It all began last academic year with the arrival of Jeffrey and Jeremy the spider plants…and now my classroom is also home to a money plant named Jess, and 11 African Violets propagated from leaf cuttings by Year 5 earlier this year.
So, what is so great about plants?
I put this question to my class recently and their comments included telling me that plants: ‘give us food from crops’, ‘generate oxygen’, ‘filter water’ and ‘provide homes for little critters’. All of these things are true, of course, but perhaps we don’t fully appreciate how much our everyday lives depend on plants – from food to wood products, medicines to clothing, rubber to cosmetics and so on.
There are endless research papers, online articles and television programmes which suggest a whole host of benefits to people who spend time around plants. Some claim plants can boost productivity at work, improve memory and sharpen attention span, whilst others focus on how plants can complement interior design and create positive feng shui in a room.
Our new monarch, King Charles III, has been honest and outspoken in the past about his love of plants, admitting that he regularly talks to them and believes that they respond. Each time he plants a tree, he wishes it well by giving a branch a friendly shake. He is known to have a passion for gardening and is keenly involved in the development of the gardens at all his royal residences.

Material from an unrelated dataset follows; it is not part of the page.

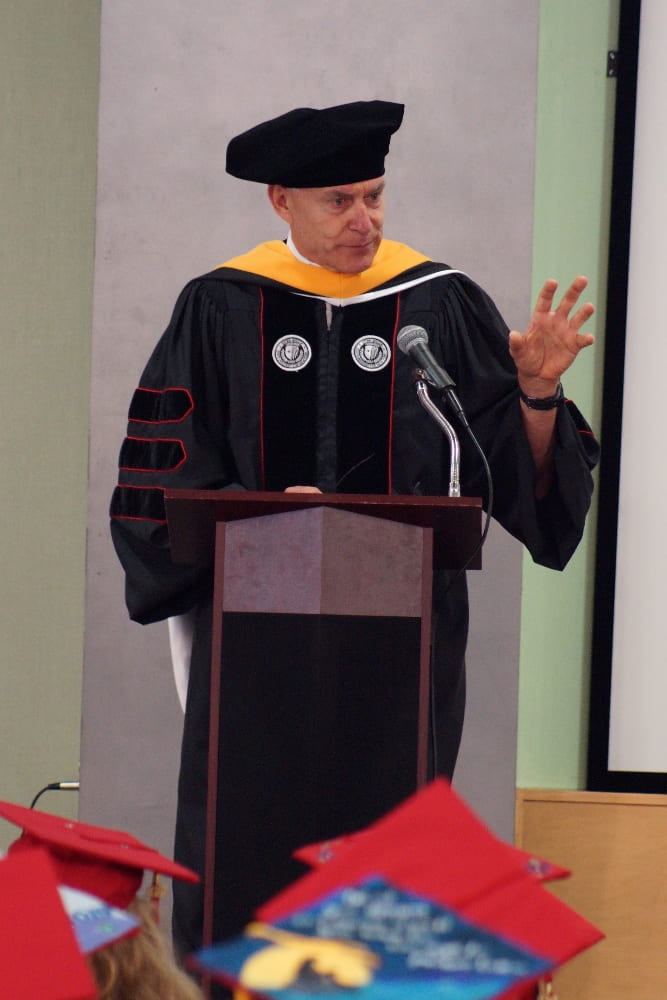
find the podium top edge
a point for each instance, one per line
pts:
(268, 498)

It is often said that we are ‘a nation of gardeners’ but even if you have no desire to get outside and start planting, you may enjoying nurturing house plants, and most of us turn to plants as gifts at some point in our lives – to say thank you, as a housewarming present, when offering sympathy, to celebrate an achievement or as a romantic gesture.
There are numerous reported benefits to our health and wellbeing from being a ‘plant parent’ but I believe these can be summarised by one overarching statement from a member of my current class:
“Plants make you happy when you are around them.”